Straits Times: Contradiction? No, means testing not urgent back in 2006

BUDGET DEBATE – DAY 6

BY LI XUEYING

HEALTH Minister Khaw Boon Wan and Workers’ Party MP Low Thia Khiang crossed swords yesterday over whether the former was “contradicting” himself by now pushing ahead with means testing for payment towards public hospital stays.

Speaking in Mandarin, the Hougang MP pointed out that just before the May 6, 2006 General Election, Mr Khaw had said that he had not considered the issue. Yet, he was now going ahead with means testing.
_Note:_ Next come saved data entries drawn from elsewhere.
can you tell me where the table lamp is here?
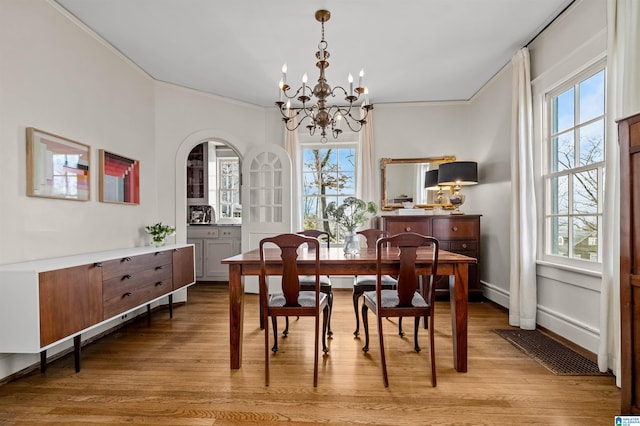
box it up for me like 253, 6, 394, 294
424, 169, 447, 204
437, 161, 478, 214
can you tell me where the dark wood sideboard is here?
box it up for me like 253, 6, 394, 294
0, 244, 195, 373
619, 112, 640, 414
378, 214, 482, 299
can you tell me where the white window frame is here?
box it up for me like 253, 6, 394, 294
299, 135, 359, 244
217, 157, 240, 220
541, 60, 606, 270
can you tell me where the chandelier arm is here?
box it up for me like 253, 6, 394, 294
341, 117, 365, 133
281, 85, 312, 102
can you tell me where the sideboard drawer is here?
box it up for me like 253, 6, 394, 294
103, 278, 170, 319
103, 266, 173, 302
449, 241, 477, 251
432, 217, 477, 240
101, 251, 172, 281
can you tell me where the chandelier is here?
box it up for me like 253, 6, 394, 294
275, 9, 373, 143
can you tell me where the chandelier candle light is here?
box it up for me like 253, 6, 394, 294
276, 10, 373, 143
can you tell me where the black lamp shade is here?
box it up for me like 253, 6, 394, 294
424, 170, 440, 189
437, 161, 478, 186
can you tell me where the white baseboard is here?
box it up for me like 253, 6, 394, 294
480, 281, 600, 354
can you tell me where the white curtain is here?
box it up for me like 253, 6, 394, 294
599, 0, 640, 385
284, 111, 302, 231
358, 107, 376, 204
509, 47, 538, 330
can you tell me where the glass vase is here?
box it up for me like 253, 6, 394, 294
343, 230, 360, 255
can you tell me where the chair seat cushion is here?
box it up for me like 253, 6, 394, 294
298, 275, 332, 285
363, 289, 427, 308
354, 274, 398, 285
269, 291, 327, 308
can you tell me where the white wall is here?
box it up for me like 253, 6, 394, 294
0, 1, 157, 263
0, 1, 158, 379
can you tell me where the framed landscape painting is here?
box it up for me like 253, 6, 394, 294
99, 150, 140, 204
26, 128, 91, 201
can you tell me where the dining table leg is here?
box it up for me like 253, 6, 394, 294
229, 264, 244, 369
449, 262, 469, 372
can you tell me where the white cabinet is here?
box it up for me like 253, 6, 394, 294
188, 225, 241, 281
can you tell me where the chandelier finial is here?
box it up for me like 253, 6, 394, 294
275, 9, 373, 143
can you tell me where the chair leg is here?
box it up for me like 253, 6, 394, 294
327, 291, 334, 337
353, 290, 361, 337
362, 304, 370, 352
314, 312, 320, 387
283, 316, 289, 337
398, 317, 404, 337
264, 314, 270, 386
430, 314, 437, 387
414, 316, 421, 352
322, 305, 329, 354
378, 314, 389, 387
271, 316, 279, 353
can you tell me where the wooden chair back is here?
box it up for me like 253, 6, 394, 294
357, 229, 388, 248
298, 229, 330, 249
376, 233, 439, 310
259, 233, 321, 309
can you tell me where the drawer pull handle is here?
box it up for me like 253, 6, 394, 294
122, 257, 131, 262
452, 226, 458, 232
123, 292, 132, 298
155, 266, 164, 270
405, 226, 412, 232
155, 281, 165, 286
122, 274, 132, 280
462, 243, 467, 249
94, 262, 103, 267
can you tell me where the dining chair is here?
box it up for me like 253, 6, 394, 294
361, 232, 439, 387
259, 233, 329, 387
352, 229, 398, 337
292, 229, 333, 337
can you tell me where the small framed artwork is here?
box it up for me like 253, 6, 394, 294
99, 150, 140, 204
26, 127, 91, 201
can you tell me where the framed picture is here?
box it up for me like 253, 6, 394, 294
26, 128, 91, 201
99, 150, 140, 204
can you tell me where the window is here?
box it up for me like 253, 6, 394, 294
217, 157, 240, 220
301, 143, 357, 243
544, 65, 605, 265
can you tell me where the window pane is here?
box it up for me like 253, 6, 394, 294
579, 70, 605, 124
549, 216, 569, 257
550, 175, 568, 214
578, 119, 604, 166
301, 146, 356, 242
552, 132, 574, 171
572, 169, 598, 214
572, 216, 598, 261
553, 88, 574, 133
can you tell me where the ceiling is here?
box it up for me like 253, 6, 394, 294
54, 0, 573, 107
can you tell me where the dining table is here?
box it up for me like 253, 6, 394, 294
221, 246, 477, 372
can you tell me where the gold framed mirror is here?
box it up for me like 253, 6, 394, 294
380, 156, 456, 211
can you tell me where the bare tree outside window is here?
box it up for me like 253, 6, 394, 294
302, 146, 356, 242
546, 67, 605, 263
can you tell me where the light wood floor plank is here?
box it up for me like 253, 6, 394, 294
0, 283, 620, 425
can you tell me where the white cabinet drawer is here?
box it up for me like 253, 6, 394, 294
187, 226, 220, 239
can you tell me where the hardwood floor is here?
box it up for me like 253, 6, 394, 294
0, 283, 620, 425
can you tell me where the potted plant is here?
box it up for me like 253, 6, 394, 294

The minister declared there was no contradiction, because what he had said in 2006 was that means testing was not urgent on his agenda then.

“I had many other urgent issues to attend to. I wanted to further reform Medisave … and reform MediShield to allow larger payouts.

“So these were the key issues…at the top of my head. I said, at some stage we’ll probably do means testing but it’s certainly not urgent. And I even said I don’t see myself implementing it in the first year,” he said.

“So I have not contradicted what I said during the GE,” said Mr Khaw.

The minister also took on Mr Low’s charge that means testing takes away Singaporeans’ right to decide if they have the means to pay their hospital bills.

Speaking in Mandarin, Mr Low said: “This is a fundamental change. Currently, a patient can gauge his own financial well-being and decide which ward he wants to be in and thus which subsidy to qualify for.

“Under means testing, even if a patient thinks he cannot afford it and so decides to go for the C-class ward, the Government can – after assessing his financial ability – still make him pay higher fees.”

He also questioned the Government’s motive in implementing means testing.

“Means testing allows the Government to legitimately reduce its subsidies to those patients whom it thinks can afford it,” he said.

“This will result in higher bills for some – and perhaps, in future, the majority of – B2- and C-class patients.”

Ultimately, hospitalisation subsidies are the “final line of defence” in Singapore’s social safety net, he argued.

“Once hospitalisation means testing is implemented, Singaporeans’ anxieties about a lack of social security will increase.”

Mr Khaw replied that all Singaporeans – regardless of income level – can still opt for C-class wards.

The only difference is that for richer Singaporeans, “your subsidy need not be as high as someone who is earning a fraction of your income!”

Mr Low then argued that means testing would end up hurting the middle class the most.

“Does the minister not agree that the outcome of means testing will be for the not-so-rich to pay more? The real rich will go to private hospitals,” he noted. “Is the Government unable to afford improving health care, without implementing means testing?”

Mr Khaw conceded that means testing could hurt the middle class. He pointed out however that the Government had “erred on the side of generosity”, by adopting $3,200 as the personal income cut-off.

This way, almost 60 per cent of the population will still qualify for full subsidies in B2- and C-class wards, he noted.